L'art de se déconnecter [1]

Si vous voulez sentir au plus près les prochaines secousses qui se préparent en sous terrain, allez au théâtre. C’est un peu ce que suggère le philosophe Alain Badiou dans son dernier livre-entretien avec Nicolas Truong, Eloge du théâtre. Il nous dit que c’est le seul lieu qui nous permet encore de regarder en face nos vérités sans devoir les subir voire en y trouvant du plaisir. L’une des vérités qui se trament de plus en plus ouvertement est le sentiment d’être quadrillés par un monde virtuel qui opère sur nous un pouvoir de séduction irrésistible. Et c’est au théâtre que la prise de conscience est poussée à l’extrême. Dans l’une des expériences les plus audacieuses, donnée en représentation cet été au Festival d’Avignon, l’auteure et bloggeuse Cécile Portier expose ainsi son projet, Etant donnée, qui vise à déconstruire la notion de corps numérisés.

« Étant donnée une femme. Vous la retrouvez nue et inconsciente dans un terrain vague. Elle se réveille, amnésique. Vous aurez la tentation, le devoir, de la rhabiller entièrement en recousant pour elle le manteau de données collectées sur ce que fut sa vie d’avant : nom, prénom, situation, localisation, comportements d’achats, options de vote ou d’abstention, navigation et mouvements absorbés en télésurveillance… Faits, gestes et opinions répertoriés et mis en chiffres, en icônes indiscutables de son identité. Vous saurez tout. Mais que faites-vous en faisant cela, sinon échouer à la rendre à elle-même ? Et vous, votre vie s’écrit-elle seulement en données apposées ? ». En décrivant son projet dramaturgique, Portier nous met face à deux questions essentielles et paradoxales : la machine de vie hypermoderne parvient-elle à réduire l’homme à une série de données traçables ? L’homme, dans son essence, est-il réductible à une série de données numériques ?

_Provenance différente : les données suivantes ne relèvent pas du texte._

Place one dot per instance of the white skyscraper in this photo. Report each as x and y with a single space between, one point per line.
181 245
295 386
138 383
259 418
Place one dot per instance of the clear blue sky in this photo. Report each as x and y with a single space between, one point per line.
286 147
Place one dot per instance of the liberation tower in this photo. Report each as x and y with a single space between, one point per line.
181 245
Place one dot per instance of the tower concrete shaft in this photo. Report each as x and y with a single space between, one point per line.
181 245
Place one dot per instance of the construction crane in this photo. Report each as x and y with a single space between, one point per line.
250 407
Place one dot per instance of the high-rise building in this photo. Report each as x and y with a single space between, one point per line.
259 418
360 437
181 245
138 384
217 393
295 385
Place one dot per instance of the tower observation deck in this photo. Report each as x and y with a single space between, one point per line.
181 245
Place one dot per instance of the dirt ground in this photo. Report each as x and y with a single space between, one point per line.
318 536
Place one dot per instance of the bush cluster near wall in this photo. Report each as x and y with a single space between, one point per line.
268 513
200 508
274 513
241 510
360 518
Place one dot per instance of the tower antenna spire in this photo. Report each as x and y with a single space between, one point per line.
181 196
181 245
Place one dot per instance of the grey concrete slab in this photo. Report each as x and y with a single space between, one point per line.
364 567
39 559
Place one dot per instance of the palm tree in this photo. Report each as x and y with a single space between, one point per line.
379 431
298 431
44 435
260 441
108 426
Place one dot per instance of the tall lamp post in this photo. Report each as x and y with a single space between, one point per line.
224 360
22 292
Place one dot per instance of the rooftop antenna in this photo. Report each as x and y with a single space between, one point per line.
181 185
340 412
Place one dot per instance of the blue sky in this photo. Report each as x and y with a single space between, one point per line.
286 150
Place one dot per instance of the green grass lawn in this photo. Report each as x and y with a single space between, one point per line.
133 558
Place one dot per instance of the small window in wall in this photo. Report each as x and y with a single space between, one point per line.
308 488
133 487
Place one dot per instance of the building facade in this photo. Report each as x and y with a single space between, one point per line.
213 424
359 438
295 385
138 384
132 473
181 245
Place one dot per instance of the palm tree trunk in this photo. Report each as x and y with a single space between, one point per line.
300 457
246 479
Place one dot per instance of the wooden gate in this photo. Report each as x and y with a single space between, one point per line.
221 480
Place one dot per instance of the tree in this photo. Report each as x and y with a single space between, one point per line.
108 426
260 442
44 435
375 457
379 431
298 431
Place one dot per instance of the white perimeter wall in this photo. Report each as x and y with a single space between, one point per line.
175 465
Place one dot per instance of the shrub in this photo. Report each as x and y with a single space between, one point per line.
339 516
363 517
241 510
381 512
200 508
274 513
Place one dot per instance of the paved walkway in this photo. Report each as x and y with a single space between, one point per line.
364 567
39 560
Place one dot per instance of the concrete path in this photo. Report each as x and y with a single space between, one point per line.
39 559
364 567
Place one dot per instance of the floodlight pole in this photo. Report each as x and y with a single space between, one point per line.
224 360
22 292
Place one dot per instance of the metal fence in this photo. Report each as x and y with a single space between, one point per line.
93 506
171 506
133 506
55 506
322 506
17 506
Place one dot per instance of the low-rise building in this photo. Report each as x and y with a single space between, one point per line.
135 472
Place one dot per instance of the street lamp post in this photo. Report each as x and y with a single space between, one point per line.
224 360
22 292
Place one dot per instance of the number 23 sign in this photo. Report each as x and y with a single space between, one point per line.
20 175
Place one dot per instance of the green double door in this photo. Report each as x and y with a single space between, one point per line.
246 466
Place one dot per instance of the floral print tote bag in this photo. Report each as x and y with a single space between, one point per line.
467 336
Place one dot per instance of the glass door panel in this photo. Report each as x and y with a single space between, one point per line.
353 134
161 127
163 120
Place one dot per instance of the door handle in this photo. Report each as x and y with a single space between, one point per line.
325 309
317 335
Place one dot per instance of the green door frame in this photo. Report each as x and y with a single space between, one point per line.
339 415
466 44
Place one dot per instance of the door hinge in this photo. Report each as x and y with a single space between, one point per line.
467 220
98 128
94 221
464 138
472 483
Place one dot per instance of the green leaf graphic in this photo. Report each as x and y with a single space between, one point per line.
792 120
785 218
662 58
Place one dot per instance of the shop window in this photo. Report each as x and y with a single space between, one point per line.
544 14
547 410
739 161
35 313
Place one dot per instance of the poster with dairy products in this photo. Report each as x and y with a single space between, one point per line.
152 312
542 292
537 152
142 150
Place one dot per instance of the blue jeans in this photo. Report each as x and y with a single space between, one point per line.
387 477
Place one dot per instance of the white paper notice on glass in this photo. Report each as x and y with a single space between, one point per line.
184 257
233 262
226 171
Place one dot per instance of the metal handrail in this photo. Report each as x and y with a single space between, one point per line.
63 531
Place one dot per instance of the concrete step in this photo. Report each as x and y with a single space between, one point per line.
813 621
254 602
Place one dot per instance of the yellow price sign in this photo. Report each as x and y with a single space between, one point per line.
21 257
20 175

Commençons par le présupposé de machination sous tendant la première question. Soyons lucides, l’évolution de la technologie numérique, de la géolocalisation, des formes de surveillance sophistiquées, du neuro-marketing, de la cyber-analyse des données en ligne par les vendeurs de contenus, tout cela aide à quadriller l’individu, à le pister et cerner ses goûts et ses penchants. Mais une fois toutes ces données recueillies sur chacun parvient-on réellement à saisir qui il est, ce qu’il ambitionne d’être et ce qu’il a envie de faire ou ne pas faire ? Et surtout, parvient-on à prévoir ce que plusieurs individualités connectées seraient enclines à créer ou provoquer ensemble ? C’est là où la théorie du conditionnement arrive à ses limites.

Voilà qui nous amène à interroger les deux éléments les plus saillants dans le comportement en ligne : la mobilisation et la fiction. Ainsi, les 22 millions de signatures réunies par le mouvement subversif égyptien, Tamarrud, demeure l’un des gros mystères à élucider, relatif au statut de l’action politique extra-institutionnelle. Tout comme la propension de plus en plus grandissante dans les réseaux sociaux de se créer des profils-paravents, avatars, anonymes, et d’enrichir son identité virtuelle par du story telling, nous invite à regarder de plus près le sur investissement de l’imaginaire dans le rapport à l’univers libre et hyper surveillé d’Internet.

Au fond, les deux tendances révèlent une vérité essentielle et équivoque : les néo-citoyens se comportent avec les réseaux sociaux, d’un côté comme locomotive pour accélérer les changements dans le réel, et d’un autre côté comme lieu refuge pour s’inventer de nouvelles vies et créer une réalité augmentée. Cela montre au fond qu’ils y ont recours pour combler des frustrations dans le réel. D’où la force du propos de Cécile Portier qui met à nu une femme réduite en données et se demande ce qu’elle est vraiment dans le réel. Elle montre ainsi que l’art de se déconnecter revient à trouver sa force intrinsèque, à cesser de se comporter avec le virtuel comme une arme, un masque ou un palliatif mais comme un outil qui ne pourrait jamais suppléer la force interne des êtres. Parce que les réseaux sociaux sont aussi libérateurs qu’aliénants et il faut avoir la force de caractère de s’en affranchir pour le réaliser.